Адъютант непонимающе похлопал глазами и оглянулся на приоткрытую дверь губернаторского кабинета. Он увидел графа Закревского, который стоял около огромного книжного шкафа и перелистывал небольшую книжку. Заглавия видно не было. Перелистав несколько страниц, генерал-губернатор вперил взор в какие-то строки, прочел их, а потом с размаху швырнул книжку в угол и вышел в приемную, приказав:
— Вели подать мой экипаж.
Когда граф отбыл, изнывающий от любопытства адъютант мышкой прошмыгнул в его кабинет и поднял с полу растрепанный томик.
Это были стихи. На обложке значилось имя автора: Евгений Боратынский.
Имя сие адъютанту ровно ничего не говорило, однако генерал-губернатор читал же почему-то творения сего пиита! Адъютант поворошил страницы и вскоре наткнулся на стихотворение, отмеченное резким росчерком начальнического ногтя.
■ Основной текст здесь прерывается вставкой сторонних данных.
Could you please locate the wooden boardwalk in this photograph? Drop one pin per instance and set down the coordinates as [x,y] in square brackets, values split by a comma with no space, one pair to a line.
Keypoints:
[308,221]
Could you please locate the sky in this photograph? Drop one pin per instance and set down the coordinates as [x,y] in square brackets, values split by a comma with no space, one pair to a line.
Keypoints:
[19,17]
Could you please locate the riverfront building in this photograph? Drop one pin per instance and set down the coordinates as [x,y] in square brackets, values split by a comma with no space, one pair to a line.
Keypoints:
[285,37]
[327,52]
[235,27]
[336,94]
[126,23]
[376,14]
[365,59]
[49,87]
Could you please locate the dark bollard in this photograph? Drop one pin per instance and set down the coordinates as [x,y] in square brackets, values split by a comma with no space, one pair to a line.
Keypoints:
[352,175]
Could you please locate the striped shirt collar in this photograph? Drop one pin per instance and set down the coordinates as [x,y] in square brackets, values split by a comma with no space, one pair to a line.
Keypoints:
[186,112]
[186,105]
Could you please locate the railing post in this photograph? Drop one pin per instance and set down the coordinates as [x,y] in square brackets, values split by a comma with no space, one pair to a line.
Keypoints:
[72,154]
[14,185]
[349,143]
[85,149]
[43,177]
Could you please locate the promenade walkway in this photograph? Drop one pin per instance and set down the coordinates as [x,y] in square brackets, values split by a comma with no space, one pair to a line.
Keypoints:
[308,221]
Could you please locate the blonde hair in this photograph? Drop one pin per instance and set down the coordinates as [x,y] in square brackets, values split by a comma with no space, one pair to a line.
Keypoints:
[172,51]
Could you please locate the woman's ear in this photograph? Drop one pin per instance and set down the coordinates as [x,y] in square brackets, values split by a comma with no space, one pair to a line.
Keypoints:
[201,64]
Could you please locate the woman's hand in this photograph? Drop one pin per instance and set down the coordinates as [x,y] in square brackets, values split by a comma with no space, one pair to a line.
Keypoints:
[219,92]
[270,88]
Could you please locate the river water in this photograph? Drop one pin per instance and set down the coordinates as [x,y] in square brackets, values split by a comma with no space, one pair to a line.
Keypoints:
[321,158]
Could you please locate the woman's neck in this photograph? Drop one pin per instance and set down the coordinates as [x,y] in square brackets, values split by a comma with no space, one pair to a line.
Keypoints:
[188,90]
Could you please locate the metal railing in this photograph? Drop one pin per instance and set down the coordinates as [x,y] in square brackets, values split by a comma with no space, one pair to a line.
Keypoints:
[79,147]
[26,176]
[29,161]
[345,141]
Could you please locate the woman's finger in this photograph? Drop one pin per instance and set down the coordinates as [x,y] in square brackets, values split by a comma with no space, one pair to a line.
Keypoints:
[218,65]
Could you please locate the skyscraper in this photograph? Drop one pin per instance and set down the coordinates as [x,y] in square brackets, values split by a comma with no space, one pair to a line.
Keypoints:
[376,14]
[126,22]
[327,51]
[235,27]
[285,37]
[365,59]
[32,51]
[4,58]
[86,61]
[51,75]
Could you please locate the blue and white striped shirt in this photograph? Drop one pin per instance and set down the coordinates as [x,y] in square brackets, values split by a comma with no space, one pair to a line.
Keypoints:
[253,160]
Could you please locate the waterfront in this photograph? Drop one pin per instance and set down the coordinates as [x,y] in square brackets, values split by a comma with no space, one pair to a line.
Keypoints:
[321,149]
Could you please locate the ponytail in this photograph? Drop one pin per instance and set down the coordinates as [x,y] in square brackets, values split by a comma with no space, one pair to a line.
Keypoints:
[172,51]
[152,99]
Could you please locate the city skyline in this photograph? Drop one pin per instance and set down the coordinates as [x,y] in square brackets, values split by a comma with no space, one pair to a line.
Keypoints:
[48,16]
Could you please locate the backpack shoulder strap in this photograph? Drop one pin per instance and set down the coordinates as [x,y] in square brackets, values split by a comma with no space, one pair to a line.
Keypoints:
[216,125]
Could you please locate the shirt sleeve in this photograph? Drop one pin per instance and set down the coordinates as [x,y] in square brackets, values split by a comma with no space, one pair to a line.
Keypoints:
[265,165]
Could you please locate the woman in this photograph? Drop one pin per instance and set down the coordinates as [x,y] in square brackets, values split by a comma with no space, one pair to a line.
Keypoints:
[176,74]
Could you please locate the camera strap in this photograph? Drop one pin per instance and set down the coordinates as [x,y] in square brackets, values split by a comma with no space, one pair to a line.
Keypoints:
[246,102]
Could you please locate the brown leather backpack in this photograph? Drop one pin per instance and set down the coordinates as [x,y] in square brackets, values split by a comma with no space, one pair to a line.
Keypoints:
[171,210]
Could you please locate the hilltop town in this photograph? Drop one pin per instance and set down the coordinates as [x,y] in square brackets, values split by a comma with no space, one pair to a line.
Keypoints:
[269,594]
Называлось оно «Делии» и гласило:
Зачем, о Делия! сердца младые ты
Игрой любви и сладострастья
Исполнить силишься мучительной мечты
Недосягаемого счастья?
Я видел вкруг тебя поклонников твоих,
Полуиссохших в страсти жадной:
Достигнув их любви, любовным клятвам их
Внимаешь ты с улыбкой хладной.
Обманывай слепцов и смейся их судьбе,
Теперь душа твоя в покое;
Придется некогда изведать и тебе
Очарованье роковое!
Не опасаяся насмешливых сетей,
Быть может, избранный тобою
Уже не вверится огню любви твоей,
Не тронется ее тоскою.
Когда ж пора придет и розы красоты,
Вседневно свежестью беднея,
Погибнут, отвечай: к чему прибегнешь ты,
К чему, бесчарная Цирцея?
Искусством округлишь ты высохшую грудь,
Худые щеки нарумянишь,
Дитя крылатое захочешь как-нибудь
Вновь приманить… но не приманишь!
Взамену снов младых тебе не обрести
Покоя, поздних лет отрады;
Куда бы ни пошла, взроятся на пути
Самолюбивые досады!..
Дежурный адъютант не принадлежал к числу любителей поэзии и со скукою прикрыл томик, не дочитав стихов. К тому же его куда сильнее занимал вопрос о судьбе крамольников. Выходит, и крамольников никаких не было? Выходит, налгал аноним? Зачем, спрашивается?
Адъютант с недоумением пожал плечами, а потом присел к своему столу и открыл папку с инструкциями. Сие чтение было его душе куда ближе!
Ей-богу, наш служака был бы гораздо внимательней к непонятным поэтическим строкам стихотворца Боратынского, когда бы знал, кого подразумевал поэт под именем «бесчарной Цирцеи». Волшебница Цирцея лишала мужчин разума и воли, обращала их в животных чарами своей красоты и сладострастия. Совершенно такой же была всегда, с ранней юности, и оставалась теперь, прожив чуть не полвека, женщина, которую нынче застал обер-полицмейстер в самый разгар ее, выражаясь пиитическим штилем, вакхических забав. Это была притча во языцех обеих столиц: Аграфена Федоровна Закревская, супруга генерал-губернатора, а также бывшая любовница поэта Евгения Боратынского. Бывшая любовница, бывшая любовь и бывшая его муза.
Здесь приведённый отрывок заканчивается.